A Brief Example
For convenience, let's say that I want to keep track of books by ISBN. ISBNs are convenient because they provide a unique numbering scheme for books. Let's take the previous example of the book references marked up by ISBN:
<document id="1">Homer's <book isbn="0987-2343">Odyssey</book> is a revered relic of the ancient world.</document>
I've added <document id="1"> and </document> tags around the body of my document so each document can uniquely identify itself. Each XML document I write has an ID number, which I've designated should be in a tag named "document" that wraps around the entire document. Again, remember that I'm just making these tags up. They're not a documented standard; they're just being used for the purpose of these examples.
For easy reference, I want to keep track of which ISBN numbers, are referred to from which documents; thus I design an SQL table to look something like this:
doc_id |
ISBN |
1 |
0987-2343 |
2 |
0872-8237 |
doc_id has referential integrity to a list of valid document ID numbers, and the isbn field has referential integrity to a list of valid ISBN numbers. "Great," I hear you saying, "this is a lot of complexity for a bunch of stupid book names. Explain to me why this is better than using HTML again."

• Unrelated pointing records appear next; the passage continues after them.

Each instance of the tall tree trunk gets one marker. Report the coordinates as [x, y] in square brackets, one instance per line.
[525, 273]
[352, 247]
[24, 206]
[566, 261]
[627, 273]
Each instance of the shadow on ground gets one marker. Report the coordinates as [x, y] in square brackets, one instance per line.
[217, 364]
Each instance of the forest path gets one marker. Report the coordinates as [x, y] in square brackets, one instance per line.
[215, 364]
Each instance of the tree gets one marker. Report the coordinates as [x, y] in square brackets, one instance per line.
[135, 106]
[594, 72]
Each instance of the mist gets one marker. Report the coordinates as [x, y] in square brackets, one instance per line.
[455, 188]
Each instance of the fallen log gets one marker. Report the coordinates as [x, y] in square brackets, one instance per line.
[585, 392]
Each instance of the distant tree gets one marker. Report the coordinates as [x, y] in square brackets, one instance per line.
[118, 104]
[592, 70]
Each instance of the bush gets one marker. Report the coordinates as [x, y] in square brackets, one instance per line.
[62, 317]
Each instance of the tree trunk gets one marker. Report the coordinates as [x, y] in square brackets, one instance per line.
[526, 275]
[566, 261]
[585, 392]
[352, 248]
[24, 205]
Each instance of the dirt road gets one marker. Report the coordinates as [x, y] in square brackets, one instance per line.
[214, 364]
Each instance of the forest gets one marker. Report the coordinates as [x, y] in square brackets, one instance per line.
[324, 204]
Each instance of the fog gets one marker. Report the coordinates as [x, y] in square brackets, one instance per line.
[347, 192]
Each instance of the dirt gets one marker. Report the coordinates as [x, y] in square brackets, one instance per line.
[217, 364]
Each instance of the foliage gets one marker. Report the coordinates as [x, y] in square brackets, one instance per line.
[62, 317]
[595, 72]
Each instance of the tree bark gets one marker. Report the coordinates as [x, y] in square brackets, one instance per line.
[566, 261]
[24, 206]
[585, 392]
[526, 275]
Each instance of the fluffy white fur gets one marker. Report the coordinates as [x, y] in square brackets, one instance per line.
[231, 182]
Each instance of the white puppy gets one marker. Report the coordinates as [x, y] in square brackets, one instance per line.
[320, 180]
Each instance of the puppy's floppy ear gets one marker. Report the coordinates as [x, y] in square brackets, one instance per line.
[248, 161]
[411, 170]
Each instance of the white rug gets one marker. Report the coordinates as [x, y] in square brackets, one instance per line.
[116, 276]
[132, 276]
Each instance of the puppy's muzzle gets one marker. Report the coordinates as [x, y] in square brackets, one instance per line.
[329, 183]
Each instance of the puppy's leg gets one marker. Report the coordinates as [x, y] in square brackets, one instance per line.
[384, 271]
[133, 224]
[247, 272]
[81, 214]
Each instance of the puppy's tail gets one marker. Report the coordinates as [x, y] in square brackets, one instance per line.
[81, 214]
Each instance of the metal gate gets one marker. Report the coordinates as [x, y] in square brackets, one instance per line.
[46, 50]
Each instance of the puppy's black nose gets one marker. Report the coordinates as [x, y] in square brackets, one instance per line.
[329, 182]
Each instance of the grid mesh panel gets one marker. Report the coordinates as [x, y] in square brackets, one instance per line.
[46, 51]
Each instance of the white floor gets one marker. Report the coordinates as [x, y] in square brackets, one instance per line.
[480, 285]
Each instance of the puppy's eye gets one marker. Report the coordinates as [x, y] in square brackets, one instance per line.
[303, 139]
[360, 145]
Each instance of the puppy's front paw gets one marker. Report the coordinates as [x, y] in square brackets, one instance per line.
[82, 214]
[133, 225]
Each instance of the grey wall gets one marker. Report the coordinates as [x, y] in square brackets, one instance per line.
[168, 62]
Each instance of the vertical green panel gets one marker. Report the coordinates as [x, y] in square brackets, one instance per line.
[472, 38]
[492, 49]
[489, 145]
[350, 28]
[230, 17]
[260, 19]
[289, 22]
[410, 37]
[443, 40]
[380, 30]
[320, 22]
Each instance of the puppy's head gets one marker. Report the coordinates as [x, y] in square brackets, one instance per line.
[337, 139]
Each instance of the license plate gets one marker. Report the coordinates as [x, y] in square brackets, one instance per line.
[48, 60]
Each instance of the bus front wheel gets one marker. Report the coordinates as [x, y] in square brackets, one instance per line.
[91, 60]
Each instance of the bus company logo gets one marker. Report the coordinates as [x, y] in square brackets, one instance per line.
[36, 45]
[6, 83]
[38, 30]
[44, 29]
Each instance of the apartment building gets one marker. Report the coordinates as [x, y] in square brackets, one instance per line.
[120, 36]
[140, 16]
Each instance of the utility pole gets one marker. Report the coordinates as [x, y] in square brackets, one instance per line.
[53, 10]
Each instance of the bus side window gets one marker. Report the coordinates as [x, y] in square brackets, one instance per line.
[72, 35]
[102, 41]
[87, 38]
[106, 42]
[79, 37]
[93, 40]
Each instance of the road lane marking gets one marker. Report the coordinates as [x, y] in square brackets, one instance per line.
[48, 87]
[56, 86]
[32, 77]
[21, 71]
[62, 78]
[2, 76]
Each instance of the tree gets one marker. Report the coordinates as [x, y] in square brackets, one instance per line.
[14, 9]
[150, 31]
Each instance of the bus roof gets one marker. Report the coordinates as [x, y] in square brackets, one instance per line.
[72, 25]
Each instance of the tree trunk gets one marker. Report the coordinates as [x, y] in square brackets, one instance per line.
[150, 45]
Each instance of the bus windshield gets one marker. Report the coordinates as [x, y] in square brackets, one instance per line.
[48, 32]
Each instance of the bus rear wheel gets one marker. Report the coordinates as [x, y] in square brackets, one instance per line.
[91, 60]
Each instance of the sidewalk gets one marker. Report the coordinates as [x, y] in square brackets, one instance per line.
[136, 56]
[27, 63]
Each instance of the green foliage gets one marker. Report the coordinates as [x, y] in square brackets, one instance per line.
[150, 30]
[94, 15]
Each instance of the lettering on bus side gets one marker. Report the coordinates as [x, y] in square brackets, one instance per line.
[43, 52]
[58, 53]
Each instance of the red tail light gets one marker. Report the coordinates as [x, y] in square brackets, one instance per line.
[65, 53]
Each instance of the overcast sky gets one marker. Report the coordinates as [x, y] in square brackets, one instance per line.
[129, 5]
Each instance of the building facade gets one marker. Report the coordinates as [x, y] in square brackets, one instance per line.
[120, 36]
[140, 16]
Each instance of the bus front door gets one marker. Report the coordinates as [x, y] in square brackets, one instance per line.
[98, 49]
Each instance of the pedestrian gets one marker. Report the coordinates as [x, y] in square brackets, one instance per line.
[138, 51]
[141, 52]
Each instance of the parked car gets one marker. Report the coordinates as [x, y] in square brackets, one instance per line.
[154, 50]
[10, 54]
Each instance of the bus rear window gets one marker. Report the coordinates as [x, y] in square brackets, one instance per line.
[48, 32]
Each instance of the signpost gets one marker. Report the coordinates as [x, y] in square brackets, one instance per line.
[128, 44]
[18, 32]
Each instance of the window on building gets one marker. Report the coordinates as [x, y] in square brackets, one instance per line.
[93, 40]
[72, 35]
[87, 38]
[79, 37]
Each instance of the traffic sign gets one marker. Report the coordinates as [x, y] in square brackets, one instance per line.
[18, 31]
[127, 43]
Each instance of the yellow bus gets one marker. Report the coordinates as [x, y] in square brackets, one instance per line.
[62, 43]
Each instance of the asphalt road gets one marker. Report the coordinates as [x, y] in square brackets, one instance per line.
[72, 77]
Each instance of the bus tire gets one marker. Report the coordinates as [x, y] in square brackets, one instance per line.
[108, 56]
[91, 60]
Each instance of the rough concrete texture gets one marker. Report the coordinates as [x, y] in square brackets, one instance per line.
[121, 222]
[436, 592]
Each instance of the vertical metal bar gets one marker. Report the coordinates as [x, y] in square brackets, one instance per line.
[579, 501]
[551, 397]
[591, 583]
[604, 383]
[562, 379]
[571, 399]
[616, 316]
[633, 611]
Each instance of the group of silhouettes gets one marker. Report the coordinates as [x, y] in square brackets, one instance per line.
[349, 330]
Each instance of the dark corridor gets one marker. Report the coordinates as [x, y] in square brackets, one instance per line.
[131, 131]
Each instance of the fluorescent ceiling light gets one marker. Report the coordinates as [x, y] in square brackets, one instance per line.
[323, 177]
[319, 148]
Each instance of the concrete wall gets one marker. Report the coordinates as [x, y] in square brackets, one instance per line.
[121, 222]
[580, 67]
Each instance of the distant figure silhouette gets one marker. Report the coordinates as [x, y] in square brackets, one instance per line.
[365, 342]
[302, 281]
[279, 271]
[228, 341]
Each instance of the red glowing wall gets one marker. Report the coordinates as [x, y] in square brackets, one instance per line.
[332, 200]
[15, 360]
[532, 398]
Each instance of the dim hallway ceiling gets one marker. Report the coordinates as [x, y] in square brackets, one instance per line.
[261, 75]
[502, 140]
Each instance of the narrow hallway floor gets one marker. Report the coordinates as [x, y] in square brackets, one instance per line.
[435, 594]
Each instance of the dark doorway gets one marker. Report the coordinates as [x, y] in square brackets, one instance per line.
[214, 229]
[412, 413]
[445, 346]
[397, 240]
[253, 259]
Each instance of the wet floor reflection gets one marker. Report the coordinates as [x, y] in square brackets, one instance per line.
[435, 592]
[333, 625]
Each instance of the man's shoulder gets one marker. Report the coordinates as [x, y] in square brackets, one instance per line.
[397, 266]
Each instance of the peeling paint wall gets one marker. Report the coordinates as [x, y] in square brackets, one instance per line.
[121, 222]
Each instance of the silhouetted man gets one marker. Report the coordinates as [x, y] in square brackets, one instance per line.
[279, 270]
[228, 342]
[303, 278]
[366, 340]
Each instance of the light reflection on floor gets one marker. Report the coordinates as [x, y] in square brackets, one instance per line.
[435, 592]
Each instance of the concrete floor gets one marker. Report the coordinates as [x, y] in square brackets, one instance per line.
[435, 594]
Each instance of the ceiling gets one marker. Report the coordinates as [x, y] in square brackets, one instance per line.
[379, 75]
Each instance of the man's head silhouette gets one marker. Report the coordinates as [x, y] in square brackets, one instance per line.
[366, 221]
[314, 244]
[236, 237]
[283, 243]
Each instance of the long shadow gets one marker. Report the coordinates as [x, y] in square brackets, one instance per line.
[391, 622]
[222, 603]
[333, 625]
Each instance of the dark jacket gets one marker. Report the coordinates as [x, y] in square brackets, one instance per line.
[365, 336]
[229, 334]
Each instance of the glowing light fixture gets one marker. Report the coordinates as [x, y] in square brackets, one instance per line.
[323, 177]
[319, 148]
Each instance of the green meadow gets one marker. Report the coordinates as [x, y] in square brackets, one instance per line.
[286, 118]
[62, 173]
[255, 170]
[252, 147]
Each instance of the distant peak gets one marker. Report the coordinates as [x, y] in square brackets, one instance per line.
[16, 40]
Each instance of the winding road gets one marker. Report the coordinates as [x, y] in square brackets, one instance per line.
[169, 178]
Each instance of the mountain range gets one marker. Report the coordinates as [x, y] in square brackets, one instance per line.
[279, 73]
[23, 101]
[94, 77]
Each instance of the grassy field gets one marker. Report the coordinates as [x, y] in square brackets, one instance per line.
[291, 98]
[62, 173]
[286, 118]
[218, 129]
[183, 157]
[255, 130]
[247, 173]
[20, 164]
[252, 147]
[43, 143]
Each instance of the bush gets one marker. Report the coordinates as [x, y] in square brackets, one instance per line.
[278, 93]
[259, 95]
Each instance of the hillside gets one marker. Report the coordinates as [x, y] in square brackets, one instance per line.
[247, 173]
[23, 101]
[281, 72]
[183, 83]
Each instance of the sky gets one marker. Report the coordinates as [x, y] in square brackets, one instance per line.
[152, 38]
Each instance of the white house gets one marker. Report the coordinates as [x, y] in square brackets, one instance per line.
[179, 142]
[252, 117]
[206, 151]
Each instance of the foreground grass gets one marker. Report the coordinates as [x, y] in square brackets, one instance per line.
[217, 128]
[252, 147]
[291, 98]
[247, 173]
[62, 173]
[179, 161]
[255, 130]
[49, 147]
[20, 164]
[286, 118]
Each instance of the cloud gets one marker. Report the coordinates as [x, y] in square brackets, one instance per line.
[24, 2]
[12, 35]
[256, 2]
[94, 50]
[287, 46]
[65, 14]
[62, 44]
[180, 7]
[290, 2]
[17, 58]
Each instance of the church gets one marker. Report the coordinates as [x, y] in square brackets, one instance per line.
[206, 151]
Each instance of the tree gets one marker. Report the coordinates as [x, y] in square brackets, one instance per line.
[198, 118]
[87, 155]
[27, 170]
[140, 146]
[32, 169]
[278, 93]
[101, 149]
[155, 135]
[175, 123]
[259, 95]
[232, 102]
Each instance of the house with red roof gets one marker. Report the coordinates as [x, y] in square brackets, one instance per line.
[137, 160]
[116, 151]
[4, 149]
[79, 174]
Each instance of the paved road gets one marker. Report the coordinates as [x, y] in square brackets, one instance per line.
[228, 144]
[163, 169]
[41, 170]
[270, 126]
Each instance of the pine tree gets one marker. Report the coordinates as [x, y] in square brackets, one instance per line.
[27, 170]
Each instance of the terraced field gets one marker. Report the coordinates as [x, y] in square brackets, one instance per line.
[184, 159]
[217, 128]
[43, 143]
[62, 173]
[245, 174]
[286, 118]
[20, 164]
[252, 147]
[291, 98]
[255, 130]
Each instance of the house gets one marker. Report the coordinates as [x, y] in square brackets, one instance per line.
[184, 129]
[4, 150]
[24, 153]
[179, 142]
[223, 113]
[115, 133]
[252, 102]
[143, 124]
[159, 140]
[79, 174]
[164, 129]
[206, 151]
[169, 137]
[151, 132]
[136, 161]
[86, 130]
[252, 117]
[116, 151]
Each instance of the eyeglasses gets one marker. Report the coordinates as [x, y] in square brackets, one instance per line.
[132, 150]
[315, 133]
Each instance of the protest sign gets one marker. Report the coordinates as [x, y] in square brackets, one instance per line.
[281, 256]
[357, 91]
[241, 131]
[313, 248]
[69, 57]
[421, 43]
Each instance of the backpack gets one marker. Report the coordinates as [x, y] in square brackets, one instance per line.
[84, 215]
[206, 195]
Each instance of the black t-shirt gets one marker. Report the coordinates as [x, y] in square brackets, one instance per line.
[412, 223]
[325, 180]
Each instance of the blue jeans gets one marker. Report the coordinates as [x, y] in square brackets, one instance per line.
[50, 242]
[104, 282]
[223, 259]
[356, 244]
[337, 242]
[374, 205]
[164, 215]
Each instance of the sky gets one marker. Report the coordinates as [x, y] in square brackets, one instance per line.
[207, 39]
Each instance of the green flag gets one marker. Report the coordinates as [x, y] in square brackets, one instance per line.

Suppose I have a thousand documents (book reviews, articles, bulletin board messages, and so on), and I want to determine which of them refer to a specific book. In the HTML universe, I can perform a textual search for occurrences of the book name. But what if I have documents that refer to Homer's Odyssey and Arthur C. Clark's 2001: A Space Odyssey? If I search for the word "odyssey," my search results list both books. However, if I've marked up all my references to books by ISBN and I've decomposed or extracted this information into a table in a database, I can use a simple SQL query to get the information I need quickly and reliably:
select doc_id from doc_isbn where isbn = '0987-2343'
The search results are a set of document ID numbers. I can choose to display the title of each document as a hyperlink, clickable to the actual document, or I can concatenate the documents and display them to the user one after another on a pagewhatever the requirements of my application. By combining the power of XML machine-readable metadata with the simplicity and power of my relational database, I've created a powerful document retrieval tool that can answer the question, "What do I have?" Creating such a tool simply required a little forethought and designing skill.
If I'm going too fast for you, don't worry. I discuss these topics in detail in the following chapters.